I've been looking for a matplotlib extension to do the same thing, without success.
Have you tried using cacaview on images? When I'm running scientific code on remote machines I use jupyter tunneled over ssh, but I assume you can't do that.
Thanks for the two(!) nice tips. Just looked at libcaca, but I'm having trouble installing on my laptop (OSX). Anyway the idea is mainly to remove gnuplot as a dependency from my scientific code; introducing a new dependency defeats the point a bit.
Jupyter would be a very nice way to interact - as you guess there are difficulties: playing well with the cluster queueing system, and currently the code is launched via an mpirun call.
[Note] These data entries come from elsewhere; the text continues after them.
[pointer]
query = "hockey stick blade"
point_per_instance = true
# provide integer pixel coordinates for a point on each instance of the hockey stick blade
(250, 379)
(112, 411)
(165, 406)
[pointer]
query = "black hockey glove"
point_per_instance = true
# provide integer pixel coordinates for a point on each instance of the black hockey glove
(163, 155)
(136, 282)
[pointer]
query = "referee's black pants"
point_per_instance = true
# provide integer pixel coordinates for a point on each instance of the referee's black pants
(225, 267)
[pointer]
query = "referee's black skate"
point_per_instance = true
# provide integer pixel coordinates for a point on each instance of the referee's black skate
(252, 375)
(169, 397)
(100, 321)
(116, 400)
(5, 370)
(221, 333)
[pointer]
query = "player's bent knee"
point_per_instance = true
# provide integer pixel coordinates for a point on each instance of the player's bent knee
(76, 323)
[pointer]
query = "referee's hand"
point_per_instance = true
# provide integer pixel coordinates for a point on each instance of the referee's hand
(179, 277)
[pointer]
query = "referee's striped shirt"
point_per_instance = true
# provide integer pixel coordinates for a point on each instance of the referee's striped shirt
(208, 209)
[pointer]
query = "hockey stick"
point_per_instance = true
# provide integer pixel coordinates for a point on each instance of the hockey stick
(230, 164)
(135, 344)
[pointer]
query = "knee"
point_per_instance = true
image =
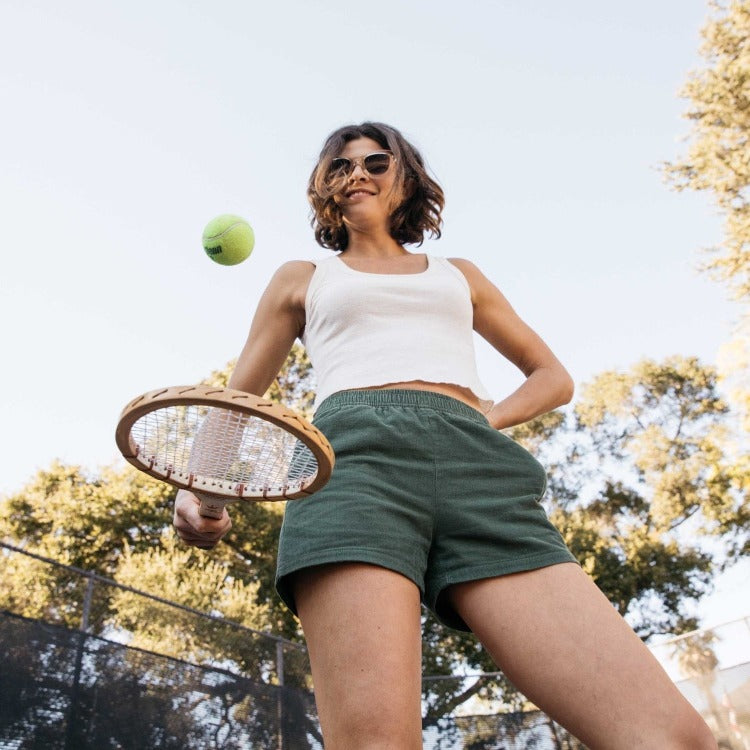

I'm open to suggestions.
You can checkout my other project https://github.com/daleroberts/tv which allows you to view images in any terminal supporting Unicode 9.0 fonts and true color. It uses GDAL for the backend which is easy to install on a Mac with:
Matplotlib has a "sixel" backend, which can render images in any terminal supporting the necessary protocol. Might be worth investigation, if you run or can run a terminal with that support - I was surprised how many do, either out of the box or recompiled to enable it.
It's not as complete as matplotlib, but there is an ASCII plotting library which has a (very) similar API to matplotlib called bashplotlib: https://github.com/glamp/bashplotlib
"Never again be stuck not being able to see cats do stupid things in animated gifs when you don't have your web browser available"
Lol they do know how to sell their software xD. Thanks for link.
Tek emulation is very cool, and I wish it were possible to use it more... but the protocol doesn't allow you to clear parts of the screen, so the only way to undraw stuff is to clear the entire screen and redraw from scratch. This makes it really limited for interactive use.
(This limitation is there because the original display terminals used storage scopes with persistent phosphor --- there was no framebuffer, you just steered the electron beam around on the screen and lit areas stayed lit.)
The iterm image support is pretty simple (just a VT100-style command wrapped around a base64 encoded png). Maybe somebody can implement it for gnome/vte or something, and see if there's any traction.
I know it's not a traditional terminal, but GateOne actually has this. It's pretty interesting to use, weird to see a full quality picture in the middle of a terminal.
iTerm2's killer feature that I haven't seen in any Linux terms yet is tmux integration. Being able to treat a remote tmux session like a local terminal session — including tabs, splits and windows — is fantastic.
Great idea, I was just thinking yesterday that something like this should exist. Matplotlob seems to like automatically switching windows every time you plot something, so annoying!
I've been looking for a matplotlib extension to do the same thing, without success.